In a great example of collaborative journalism, The Indian Express partners with several other big names in the news business to shine a bright and harsh spotlight on predatory journals. Its global partners include broadcasters NDR and WDR (Germany), and newspapers Suddeutsche Zeitung (Germany) and Le Monde (France), and the magazine The New Yorker (USA); IE says International Consortium of Investigative Journalists provided the platform for the over 60 journalists to share their findings.
There is just way too much that has been brought to light, so I will just provide a link to the stories [Update: Links to the entire series of news stories in The Indian Express are collected at this page]:
- From The Indian Express, a whole bunch of stories, an explainer and aan interview, all by Shyamlal Yadav:
- Inside India’s fake research paper shops: pay, publish, profit. "Despite UGC blacklist, hundreds of ‘predatory journals’ thrive, cast shadow on quality of faculty and research nationwide."

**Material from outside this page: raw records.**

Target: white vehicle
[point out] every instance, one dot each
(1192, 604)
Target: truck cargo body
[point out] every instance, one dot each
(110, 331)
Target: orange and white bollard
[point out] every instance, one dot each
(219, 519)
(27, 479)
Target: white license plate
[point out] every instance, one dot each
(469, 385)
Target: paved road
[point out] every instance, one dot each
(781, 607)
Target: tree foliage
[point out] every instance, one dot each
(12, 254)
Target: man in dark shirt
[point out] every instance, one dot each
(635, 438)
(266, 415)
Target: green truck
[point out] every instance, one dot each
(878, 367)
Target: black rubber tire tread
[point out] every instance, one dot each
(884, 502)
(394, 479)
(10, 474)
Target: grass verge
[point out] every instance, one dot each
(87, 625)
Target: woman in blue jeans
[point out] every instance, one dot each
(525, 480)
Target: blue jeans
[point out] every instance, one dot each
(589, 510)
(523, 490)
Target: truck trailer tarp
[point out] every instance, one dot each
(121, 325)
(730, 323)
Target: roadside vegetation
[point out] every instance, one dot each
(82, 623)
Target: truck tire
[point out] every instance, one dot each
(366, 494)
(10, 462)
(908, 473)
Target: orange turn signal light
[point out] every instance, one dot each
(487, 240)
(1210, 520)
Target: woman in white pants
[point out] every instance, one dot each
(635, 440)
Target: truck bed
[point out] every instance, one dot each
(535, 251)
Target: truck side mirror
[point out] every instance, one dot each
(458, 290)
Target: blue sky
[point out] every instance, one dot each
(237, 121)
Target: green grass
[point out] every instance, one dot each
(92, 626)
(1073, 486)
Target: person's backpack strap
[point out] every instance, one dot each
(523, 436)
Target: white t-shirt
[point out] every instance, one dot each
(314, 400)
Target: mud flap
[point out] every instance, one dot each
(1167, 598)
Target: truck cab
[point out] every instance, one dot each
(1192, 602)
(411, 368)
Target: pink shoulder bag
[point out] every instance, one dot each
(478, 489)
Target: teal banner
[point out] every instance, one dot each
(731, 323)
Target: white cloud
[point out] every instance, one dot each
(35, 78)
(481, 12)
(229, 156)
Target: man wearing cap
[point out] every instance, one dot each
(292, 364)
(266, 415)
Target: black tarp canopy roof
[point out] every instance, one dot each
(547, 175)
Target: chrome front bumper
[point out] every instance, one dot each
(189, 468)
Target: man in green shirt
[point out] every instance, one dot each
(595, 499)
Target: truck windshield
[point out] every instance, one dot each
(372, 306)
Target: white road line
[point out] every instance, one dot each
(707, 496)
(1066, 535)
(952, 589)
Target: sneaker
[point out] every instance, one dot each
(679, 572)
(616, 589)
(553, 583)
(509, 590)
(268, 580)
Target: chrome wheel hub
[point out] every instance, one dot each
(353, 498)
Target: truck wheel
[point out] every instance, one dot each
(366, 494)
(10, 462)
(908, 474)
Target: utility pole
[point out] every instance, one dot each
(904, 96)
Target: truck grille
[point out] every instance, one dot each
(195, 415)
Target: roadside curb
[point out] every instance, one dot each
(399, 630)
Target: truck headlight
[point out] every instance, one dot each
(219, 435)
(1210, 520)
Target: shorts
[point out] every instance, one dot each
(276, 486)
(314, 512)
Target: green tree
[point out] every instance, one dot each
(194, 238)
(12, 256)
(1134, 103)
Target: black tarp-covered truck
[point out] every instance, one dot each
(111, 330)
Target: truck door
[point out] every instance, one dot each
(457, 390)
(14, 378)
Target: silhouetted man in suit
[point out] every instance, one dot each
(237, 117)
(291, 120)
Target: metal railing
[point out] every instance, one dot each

- V-Cs, AIIMS, IIT professors on list: ‘Students sent it, we don’t know’. "Most of them figure in publications brought out by Hyderabad-based OMICS and Turkey-based WASET, which claim to organise research conferences across the world."
- How the pay-and-publish business works. "The pressure to publish, and to present papers at conferences in order to collect the marks needed for recruitments/promotions often incentivises pay-to-publish practices."
- Fake Science: 1 journal to 1,500 in 10 years, Hyderabad is hub of pay & publish. "Fake Science part-II: Most of these journals exist online and are operated by companies based across the city, including the posh Banjara Hills, but flaunt addresses from abroad on their websites, mostly in the US and UK."
- Fake Science, Part III: Energy cure, God university get prime space for money. "The Indian Express accessed over 90 articles published by Trivedi and found similar claims in all. He also claims to have developed 'Trivedi Water', which is listed on Amazon but is 'currently unavailable'."
- An iterview with Jeffrey Beall, the man who first came up with the description "predatory" to describe these journals and publishers: Jeffrey Beall: ‘Predatory publishers threaten scientific integrity, are embarrassment to India’. "Beall said that universities need to re-examine how they evaluate faculty and should not give credit for publications in fake journals."
- Scilla Alecci in ICIJ Blog: New international investigation tackles ‘fake science’ and its poisonous effects. Has links to some of the other articles from other countries, notably Germany and France.
- NDR: More than 5,000 German scientists have published papers in pseudo-scientific journals. It has a lot of info about articles and news stories from the other partners, but without providing links!